Our company is in the business of managing data and simplifying complex business processes for this large and expanding network of service providers, who, in turn, provide e-business products and services to their customers -- an estimated 40-million end-users worldwide. These end-users, primarily small and medium-sized enterprises (SMEs) and individuals, represent one of the fastest growing segments of the Internet economy.

For Tucows, its Kiko purchase represents a build vs. buy decision:

WHY DID WE BUY KIKO

there is really one big reason why we bought Kiko. We needed the functionality, quite desperately, inside of our email platform and it was going to take us a long time to get it. Especially at the level of sophistication Kiko has.

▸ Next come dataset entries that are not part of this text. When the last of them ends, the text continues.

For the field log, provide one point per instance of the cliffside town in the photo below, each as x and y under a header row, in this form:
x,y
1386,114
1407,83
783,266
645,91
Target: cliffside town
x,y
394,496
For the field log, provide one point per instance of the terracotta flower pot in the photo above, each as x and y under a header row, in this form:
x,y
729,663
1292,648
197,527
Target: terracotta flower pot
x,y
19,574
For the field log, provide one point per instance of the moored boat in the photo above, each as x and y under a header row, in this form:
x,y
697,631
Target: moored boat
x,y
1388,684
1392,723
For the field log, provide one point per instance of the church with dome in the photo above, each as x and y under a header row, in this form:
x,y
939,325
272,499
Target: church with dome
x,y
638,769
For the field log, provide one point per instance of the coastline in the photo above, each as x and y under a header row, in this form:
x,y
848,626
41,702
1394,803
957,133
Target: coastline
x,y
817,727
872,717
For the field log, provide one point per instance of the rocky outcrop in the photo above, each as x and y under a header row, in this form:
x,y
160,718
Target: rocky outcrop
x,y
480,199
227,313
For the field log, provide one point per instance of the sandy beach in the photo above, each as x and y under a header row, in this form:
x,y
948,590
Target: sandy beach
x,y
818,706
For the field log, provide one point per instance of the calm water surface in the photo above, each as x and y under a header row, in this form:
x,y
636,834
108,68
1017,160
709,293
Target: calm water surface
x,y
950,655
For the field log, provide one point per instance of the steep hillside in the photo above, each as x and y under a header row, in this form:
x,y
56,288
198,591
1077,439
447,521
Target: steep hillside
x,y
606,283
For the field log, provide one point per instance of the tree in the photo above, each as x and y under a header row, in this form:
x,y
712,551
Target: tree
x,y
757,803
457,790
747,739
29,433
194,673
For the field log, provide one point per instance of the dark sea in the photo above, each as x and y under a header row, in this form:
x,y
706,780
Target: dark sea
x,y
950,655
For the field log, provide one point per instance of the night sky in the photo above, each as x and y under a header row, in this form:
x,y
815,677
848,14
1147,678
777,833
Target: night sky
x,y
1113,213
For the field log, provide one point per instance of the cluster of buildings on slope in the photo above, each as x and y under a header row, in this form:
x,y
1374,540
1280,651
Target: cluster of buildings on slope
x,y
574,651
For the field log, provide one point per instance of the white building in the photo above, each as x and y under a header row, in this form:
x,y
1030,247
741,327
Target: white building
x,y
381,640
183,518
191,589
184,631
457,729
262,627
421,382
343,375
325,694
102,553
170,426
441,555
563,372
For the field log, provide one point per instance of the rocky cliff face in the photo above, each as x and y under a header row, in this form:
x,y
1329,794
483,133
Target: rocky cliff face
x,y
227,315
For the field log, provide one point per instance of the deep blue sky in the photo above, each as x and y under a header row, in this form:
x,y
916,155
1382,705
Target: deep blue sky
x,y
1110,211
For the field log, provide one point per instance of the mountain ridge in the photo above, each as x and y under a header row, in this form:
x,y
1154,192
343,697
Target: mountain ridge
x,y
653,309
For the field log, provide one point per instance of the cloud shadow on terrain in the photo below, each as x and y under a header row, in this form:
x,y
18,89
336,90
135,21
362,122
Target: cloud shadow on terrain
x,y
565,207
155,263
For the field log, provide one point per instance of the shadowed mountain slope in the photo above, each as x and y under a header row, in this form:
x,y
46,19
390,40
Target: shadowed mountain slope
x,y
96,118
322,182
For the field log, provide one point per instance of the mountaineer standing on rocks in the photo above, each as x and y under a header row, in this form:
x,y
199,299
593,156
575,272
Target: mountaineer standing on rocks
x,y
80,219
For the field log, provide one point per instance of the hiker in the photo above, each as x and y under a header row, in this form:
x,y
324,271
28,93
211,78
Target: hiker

Most webmail platforms have a calendar but very few of them are ever used. It is quite simply a crappy user experience. We as users have a problem with shared calendar inside of Tucows and because we are a mixed-desktop environment we are not able to go with the expensive-frustrating-functional Exchange Server solution. At times there have been real pushes for this internally but I have pushed back and insisted that anything we do with a shared calendar be open standards. There is not much...
So why didn't we build it? Well the short answer is we have so many things to do in general and so many exciting things to do with email in particular that it was just not going to be possible until at least Q2 of next year and even then the plan didn't really excite anyone around here. It looked sort of like the next-gen of our current offering. Had this not come up we would have probably stayed the course and looked to catch a break. When it did, we quickly went through a simple calculus...

First and foremost this was about better/faster. We were able to get a key feature done well, and done now. In my view we were lucky with a number of the small things that made this happen. The people were not part of the deal which held down value for one group of buyers. The retail user base was real but not too large, which held down value for another group of potential buyers...

In a nutshell, this was the kind of deal where we were buying exactly what they were selling. That makes for good business and, by the way, is too infrequently the case with Internet services.